Am späten Abend des 25. März 2020 erschien in den Potsdamer Neuesten Nachrichten die Meldung, dass der Landkreis Ostprignitz-Ruppin „die Kreisgrenze dicht“ mache. Ralf Reinhardt, Landrat mit SPD-Parteibuch, habe an diesem Tag in Ergänzung zu den verschärften Vorschriften des Landes Brandenburg eine „Allgemeinverfügung zum Schutz der Bevölkerung im Landkreis“ erlassen, die ab dem 28. März allen Personen den Aufenthalt versagt, die nicht mit erstem Wohnsitz dort gemeldet sind. Würde das umgesetzt, müssten vor allem diejenigen den Kreis verlassen, die dort nur einen Zweitwohnsitz haben oder sich bei Freunden und Verwandten aufhalten, um Corona aus dem Weg zu gehen.
Der Wunsch des Landrats, seine Bürger*innen zu schützen, ist nur zu verständlich, aber er macht einen Fehler von großer Tragweite. Der Denkfehler besteht darin, dass eine solche Verordnung nicht zur Begrenzung der Corona-Welle beiträgt. Im Gegenteil: Wenn sich jetzt hunderte Berliner*innen auf den Weg zurück in die Hauptstadt machen und dafür zumindest teilweise die öffentlichen Verkehrsmittel nutzen, setzen sie sich selbst einem erhöhten Ansteckungsrisiko aus. Umgekehrt sollte man jedem/r Berliner*in, der/die die Krise auf dem Land aussitzt, dankbar sein, denn dadurch verringert sich tendenziell die Ausbreitungsgeschwindigkeit des Virus: Die Zahl der Sozialkontakte nimmt ab, die Nutzung öffentlicher Verkehrsmittel auch. Damit ist langfristig allen geholfen, auch den Menschen in OPR.

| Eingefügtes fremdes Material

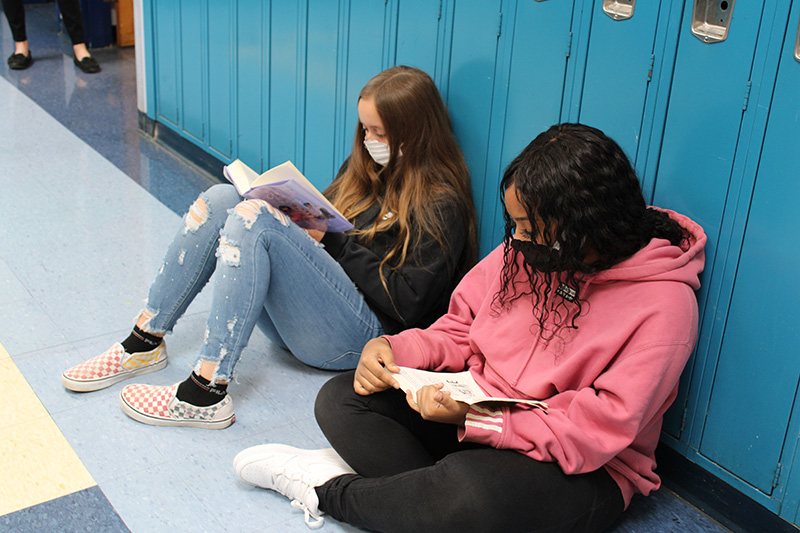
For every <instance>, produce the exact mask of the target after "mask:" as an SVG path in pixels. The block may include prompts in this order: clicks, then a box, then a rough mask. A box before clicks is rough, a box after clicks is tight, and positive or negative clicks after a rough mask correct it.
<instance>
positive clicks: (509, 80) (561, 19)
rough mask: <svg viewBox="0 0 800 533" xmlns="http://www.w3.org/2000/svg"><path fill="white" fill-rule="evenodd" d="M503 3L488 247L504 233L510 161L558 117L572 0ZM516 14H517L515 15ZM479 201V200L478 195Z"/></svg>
mask: <svg viewBox="0 0 800 533" xmlns="http://www.w3.org/2000/svg"><path fill="white" fill-rule="evenodd" d="M513 7H516V9H513V10H510V9H504V11H503V29H502V35H501V45H502V47H503V51H504V52H505V53H504V56H503V58H501V59H500V60H502V61H505V62H506V64H504V65H502V67H503V69H502V71H501V72H507V74H506V75H505V77H504V78H502V79H500V78H499V77H498V80H497V84H499V85H500V86H499V87H497V89H496V91H495V94H494V100H495V101H498V102H500V101H501V99H502V100H503V101H502V105H501V106H500V107H501V108H500V109H498V106H495V107H494V109H495V110H497V112H496V115H497V116H493V127H492V133H493V135H492V138H491V139H490V145H489V151H488V152H489V153H488V162H487V171H486V175H485V177H484V182H483V190H482V191H481V194H480V196H478V195H476V199H477V198H480V199H481V207H482V219H483V220H484V221H485V222H484V224H483V231H482V232H481V251H482V252H483V253H487V252H488V251H489V250H491V249H492V248H494V247H495V246H497V245H498V244H499V243H500V242H501V240H502V236H503V214H502V209H503V207H502V204H501V202H500V192H499V184H500V178H501V177H502V175H503V171H504V170H505V168H506V167H507V166H508V164H509V163H511V161H512V160H513V159H514V158H515V157H516V156H517V155H518V154H519V153H520V152H521V151H522V149H523V148H525V147H526V146H527V145H528V143H530V142H531V141H532V140H533V139H534V137H536V136H537V135H538V134H539V133H541V132H542V131H544V130H546V129H547V128H548V127H550V126H551V125H553V124H555V123H557V122H558V117H559V114H560V109H561V98H562V94H563V92H564V77H565V74H566V67H567V50H568V46H569V40H570V25H571V20H572V9H573V3H572V2H519V3H518V4H517V5H516V6H513ZM511 15H513V17H512V16H511ZM476 201H477V200H476Z"/></svg>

Die hinter dem Erlass lauernde Angst, Menschen könnten von Berlin in die Prignitz oder sonst wohin fahren, um dort in den Datschen Corona- oder auch nur Grillpartys feiern, entbehrt jeder sachlichen Grundlage.
Das Recht auf Freizügigkeit ist ein Grundrecht, das nur vom Parlament eingeschränkt werden kann. Die Bundesregierung hat darauf verzichtet und stattdessen auf die Vernunft der Bürger*innen in der Krise gesetzt. Das war eine weise Entscheidung, und sie scheint bisher den gewünschten Effekt zu haben. Aber es geht hier auch nicht nur um das Recht auf Freizügigkeit. Hinter der Entscheidung des Landrats verbirgt sich ein antimodernistischer Subtext, der die Großstadt und ihre Bewohner unter Generalverdacht stellt: Sie bringen Schmutz und Krankheiten, sie nisten sich ein, um hier wie die Maden im Speck die Krise zu überdauern. Sie schleichen sich ein in Hausboote und Wohnmobile, um sich dann mutwillig in die Kliniken in der sauberen Ostprignitz zu betten. Den Begriff des Volksfeindes kann man schwerlich bemühen, aber vielleicht hören wir demnächst von „Kreisfeinden“? Interessanterweise rutschen selbst Kritiker*innen der Entscheidung von Ralf Reinhardt in merkwürdige Argumentationen ab. Auf der Seite des Tagesspiegels ist zu lesen, man solle den Ferienhaus- und Datschenhaltern „ein Bleiberecht in ihrem Zweitwohnsitz“ einräumen – als seien sie Asylbewerber*innen aus einem Bürgerkriegsgebiet. Steht hier demnächst Frontex auf den Landstraßen?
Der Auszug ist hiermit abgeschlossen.